Da es sich um eine erbliche Erkrankung handelt, kann die Erkrankung durch eine genetische Untersuchung in den frühen Stadien erkannt werden. Eltern sollten bei Funktionsstörungen des Bewegungsapparats des Kindes den Kinderarzt einschalten. Bei Beschwerden der Augen muss der Augenarzt hinzugezogen werden. Während der Behandlung werden außerdem Physiotherapeuten und Sportmediziner involviert und unterstützen den Patienten über einen langen Zeitraum.

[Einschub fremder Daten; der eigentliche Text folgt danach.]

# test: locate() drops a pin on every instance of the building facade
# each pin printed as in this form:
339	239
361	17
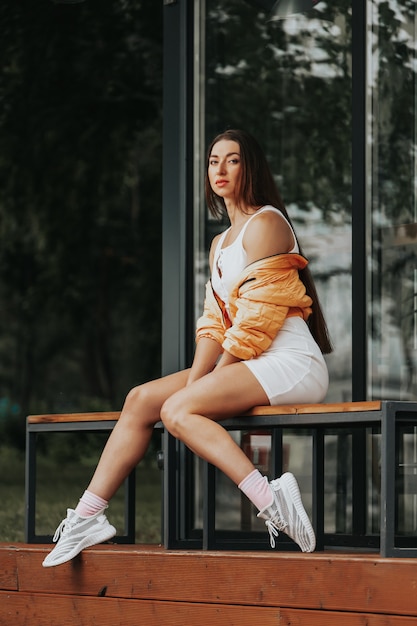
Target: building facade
331	95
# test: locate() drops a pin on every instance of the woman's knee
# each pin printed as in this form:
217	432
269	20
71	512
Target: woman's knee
141	404
172	417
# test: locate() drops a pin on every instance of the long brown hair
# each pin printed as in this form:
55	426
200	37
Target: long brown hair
256	188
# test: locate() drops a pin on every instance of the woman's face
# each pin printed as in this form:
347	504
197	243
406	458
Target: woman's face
224	168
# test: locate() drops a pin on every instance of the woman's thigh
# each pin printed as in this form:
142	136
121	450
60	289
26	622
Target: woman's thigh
220	394
144	402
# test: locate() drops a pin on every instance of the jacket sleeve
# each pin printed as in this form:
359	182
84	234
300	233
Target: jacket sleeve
260	309
211	324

Die Eltern sollten während der Therapie Rücksprache mit den zuständigen Ärzten halten. Sollte das Kind stürzen oder sich anderweitig verletzen, sollte der Rettungsdienst eingeschaltet werden. Bei starken Beschwerden muss außerdem der ärztliche Notdienst kontaktiert werden, damit dem Kind unmittelbar nach dem Sturz geholfen werden kann. Nach der Erstversorgung durch den Notarzt muss der Patient im Krankenhaus untersucht werden. Dort werden etwaige Frakturen oder Verstauchungen festgestellt und behandelt. Die Osteopetrose kann relativ gut behandelt werden, durch das hohe Frakturrisiko kann es jedoch immer wieder zu ernsten Verletzungen kommen, die behandelt werden müssen.
Behandlung & Therapie
Im Rahmen der Osteopetrose gibt es keine kausale Therapie. Aus diesem Grund muss der Mediziner die Symptome des Patienten behandeln und somit sorgen, dass die Lebensqualität gesteigert werden kann. Im Rahmen der Behandlung werden Glukokortikoide sowie Interferone verabreicht, die eine Verbesserung der Symptome und Beschwerden herbeiführen sollen.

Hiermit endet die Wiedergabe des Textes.